Das Märchen vom Bücherkönig

Das Märchen vom Bücherkönig
Es war einmal vor langer Zeit, da lebte in einem fernen Land ein König. Er hatte ein
herrliches Schloss auf der Spitze eines Berges. Und darin lebte er mit seiner
wunderschönen Tochter, der Prinzessin. Zum Schloss hinauf führte eine Treppe, die
hatte 26 Stufen. Diese Stufen bestiegen jeden Tag viele, viele Leute aus dem Dorf,
denn der König hatte in seinem Schloss tausende von Büchern. Die durften die Leute
aus dem Dorf alle lesen, wenn sie ihre Arbeit getan hatten.
In der Nähe lebte aber im dunklen Wald eine böse Hexe. Die hasste alle Bücher
und jeden, der lesen konnte. Den König mit seinen vielen Büchern hasste sie am
allermeisten. Sie überlegte lange, wie sie dem König etwas Böses antun konnte.
Schließlich hatte sie eine Idee.
Sie mischte sich unter die Dorfleute, die die Treppe zum Schloss hinaufstiegen und
niemand erkannte sie. So gelangte sie ins Schloss und in den großen Büchersaal des
Königs. Dort saß die Prinzessin und las in ihrem Lieblingsbuch.
„Tausend Jahre sollst du schlafen und solange soll niemand dieses Schloss
betreten“, schrie die Hexe und schwang den Zauberstab. Da fiel die Prinzessin in
einen tiefen Schlaf.
Der König ließ seine weisen Männer rufen, aber sie konnten die Treppe zum Schloss
nicht betreten.
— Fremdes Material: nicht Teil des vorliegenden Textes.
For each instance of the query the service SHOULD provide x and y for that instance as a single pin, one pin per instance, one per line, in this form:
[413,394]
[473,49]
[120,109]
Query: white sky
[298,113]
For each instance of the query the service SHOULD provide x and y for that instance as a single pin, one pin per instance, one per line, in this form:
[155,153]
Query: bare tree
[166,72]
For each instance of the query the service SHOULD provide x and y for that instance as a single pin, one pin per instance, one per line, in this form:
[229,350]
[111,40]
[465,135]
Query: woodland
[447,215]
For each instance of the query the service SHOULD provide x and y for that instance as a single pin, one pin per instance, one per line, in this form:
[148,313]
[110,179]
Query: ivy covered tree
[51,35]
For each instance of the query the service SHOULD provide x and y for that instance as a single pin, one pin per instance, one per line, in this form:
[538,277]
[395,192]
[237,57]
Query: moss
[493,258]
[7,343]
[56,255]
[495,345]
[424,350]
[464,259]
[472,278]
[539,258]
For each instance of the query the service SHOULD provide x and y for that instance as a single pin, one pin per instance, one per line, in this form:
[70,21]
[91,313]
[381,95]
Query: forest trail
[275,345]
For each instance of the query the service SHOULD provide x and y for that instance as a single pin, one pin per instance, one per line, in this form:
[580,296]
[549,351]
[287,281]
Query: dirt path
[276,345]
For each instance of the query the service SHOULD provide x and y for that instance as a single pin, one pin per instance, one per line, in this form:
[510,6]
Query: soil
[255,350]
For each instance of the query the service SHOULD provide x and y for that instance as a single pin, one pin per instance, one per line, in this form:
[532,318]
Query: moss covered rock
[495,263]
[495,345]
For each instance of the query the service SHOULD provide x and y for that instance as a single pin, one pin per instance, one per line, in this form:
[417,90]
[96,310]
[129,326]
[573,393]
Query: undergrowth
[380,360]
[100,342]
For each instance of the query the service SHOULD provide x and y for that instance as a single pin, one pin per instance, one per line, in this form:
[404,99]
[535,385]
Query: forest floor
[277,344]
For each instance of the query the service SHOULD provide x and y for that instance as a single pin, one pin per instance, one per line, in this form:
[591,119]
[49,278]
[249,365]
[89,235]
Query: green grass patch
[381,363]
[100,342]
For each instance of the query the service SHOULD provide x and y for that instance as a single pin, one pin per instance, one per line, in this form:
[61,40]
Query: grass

Jedes Mal, wenn sie es versuchten, richtete sich eine gläserne Wand
vor ihnen auf.
Der König schickte Boten im ganzen Land herum, aber niemand konnte den Fluch
der Hexe aufheben. Da versprach der König in seiner Not, wem es gelänge, bis ins
Schoss vorzudringen und die Prinzessin zu erlösen, der sollte die Prinzessin heiraten
und König werden.
Viele kamen und versuchten es, aber alle wurden von der gläsernen Wand daran
gehindert, die Treppe zum Schloss hinauf zu steigen.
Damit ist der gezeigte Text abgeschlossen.